Working with Anorm and hierarchical data

Updated 2 January 2016: Change to reflect recent commits to play-hierarchical-data application. Update stale links.

Play Framework’s Anorm library offers Scala applications a way to access relational data. Anorm’s design is minimalist, and so Anorm-reliant applications end up dealing with some of the nuances of relational databases.

One of those nuances concerns SQL joins: joining tables in a SQL query tends to blur the hierarchical, many-to-one relationship they may have.

For example, when the following tables are joined on country ID to combine city data with country names…

city country
id country_id name population id name
1 1 Berlin 3462000 1 Germany
2 1 Hamburg 1796000 2 France
3 1 Cologne 1006000 3 Spain
4 2 Lyon 1488000
5 2 Marseille 1489000
6 2 Paris 10620000
7 3 Barcelona 5570000
8 3 Madrid 6574000

Population values from urban agglomeration data, United Nations’ 2011 World Urbanization Prospects.

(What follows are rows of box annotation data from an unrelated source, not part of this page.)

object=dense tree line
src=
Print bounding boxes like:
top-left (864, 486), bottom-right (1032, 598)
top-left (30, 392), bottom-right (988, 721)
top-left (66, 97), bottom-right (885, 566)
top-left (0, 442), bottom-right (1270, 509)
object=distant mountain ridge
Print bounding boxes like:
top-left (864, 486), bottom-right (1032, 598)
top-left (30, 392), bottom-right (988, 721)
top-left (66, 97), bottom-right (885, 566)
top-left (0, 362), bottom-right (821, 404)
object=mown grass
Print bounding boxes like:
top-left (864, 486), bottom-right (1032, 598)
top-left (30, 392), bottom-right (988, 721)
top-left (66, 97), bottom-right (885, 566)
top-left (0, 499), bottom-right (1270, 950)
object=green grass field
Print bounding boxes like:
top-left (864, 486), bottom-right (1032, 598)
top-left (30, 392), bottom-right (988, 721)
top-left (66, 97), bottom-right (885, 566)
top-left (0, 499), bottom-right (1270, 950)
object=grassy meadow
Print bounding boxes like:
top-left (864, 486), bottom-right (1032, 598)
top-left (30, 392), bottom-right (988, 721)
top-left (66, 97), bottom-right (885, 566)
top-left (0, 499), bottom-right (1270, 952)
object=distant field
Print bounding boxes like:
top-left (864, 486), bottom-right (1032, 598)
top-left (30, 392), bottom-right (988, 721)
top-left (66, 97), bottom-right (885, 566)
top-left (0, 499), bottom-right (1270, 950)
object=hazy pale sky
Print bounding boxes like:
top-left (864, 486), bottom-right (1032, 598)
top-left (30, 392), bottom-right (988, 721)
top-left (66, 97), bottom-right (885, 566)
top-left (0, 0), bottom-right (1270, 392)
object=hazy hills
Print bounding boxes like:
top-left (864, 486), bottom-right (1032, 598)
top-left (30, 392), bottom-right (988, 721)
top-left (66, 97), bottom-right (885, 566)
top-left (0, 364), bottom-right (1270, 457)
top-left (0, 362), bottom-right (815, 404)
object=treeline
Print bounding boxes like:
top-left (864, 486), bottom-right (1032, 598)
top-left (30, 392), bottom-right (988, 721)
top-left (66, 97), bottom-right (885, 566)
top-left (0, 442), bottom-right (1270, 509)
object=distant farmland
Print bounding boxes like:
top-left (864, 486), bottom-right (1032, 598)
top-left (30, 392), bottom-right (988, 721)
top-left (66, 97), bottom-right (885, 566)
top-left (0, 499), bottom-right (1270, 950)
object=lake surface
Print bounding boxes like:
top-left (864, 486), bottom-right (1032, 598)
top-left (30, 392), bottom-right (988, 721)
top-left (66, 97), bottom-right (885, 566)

…the hierarchy between countries and cities is not immediately evident in the result set.

But what if that hierarchy is critical to the desired presentation of the data? This blog post offers a solution. It walks through play-hierarchical-data, a simple application written with Play, Anorm, and an in-memory H2 database. The application retrieves the table data from above and displays it, placing cities in descending order of population by country.

play-hierarchical-data application

play-hierarchical-data on GitHubCode from the application is interspersed below. The full application is available on GitHub.

Case classes and parsers

The application follows the convention of the computer database sample application, which uses Anorm. In particular, it establishes Country and City as case classes corresponding to the database tables. Using Anorm’s parser API, it then builds up to a list method that joins the tables with SQL and returns a List[(Country, City)].

Sorting

After invoking the list() method…


val countriesAndCitiesUnsorted: List[(Country, City)] =
  City.list

…the application sorts the resulting data based on the desired presentation. It applies a primary sort on country name; where the country names are the same, it applies a secondary sort on population:


val countriesAndCities = countriesAndCitiesUnsorted.sortWith {

  case ((country0, city0), (country1, city1)) =>

    country0.name < country1.name ||
      (country0.name == country1.name &&
       city0.population > city1.population)
}

Restoring the hierarchy

To restore the data’s hierarchical relationship, the application relies on a foldLeft() operation. The operation loops over the List’s (Country, City) tuples and accumulates a Map[Country, Seq[City]]. In particular, on each loop iteration, a tuple’s City is appended to the existing cities of the tuple’s Country (if any):


val countriesToCities =
  countriesAndCities.foldLeft(ListMap.empty[Country, Seq[City]]) {

  case (theMap, (country, newCity)) => {

    val existingCities =
      theMap.getOrElse(country, Seq.empty[City])

    theMap + ((country, existingCities :+ newCity))
  }
}

Of the various immutable Map types, the application relies on a ListMap, as it’s guaranteed to maintain insertion order, and therefore the List[(Country, City)]’s sorting.

Displaying the result

With a simple template that iterates over the Map’s Country keys and their Seq[City] values, the application produces the desired output:

Screenshot of play-hierarchical-data

Closing thoughts: Why not groupBy()?

The List.foldLeft() operation described above groups data. So, why not work with List.groupBy() instead, which also produces a Map? That method, and the Map it produces, do not attempt to maintain the List’s order, which is critical to achieving the desired presentation.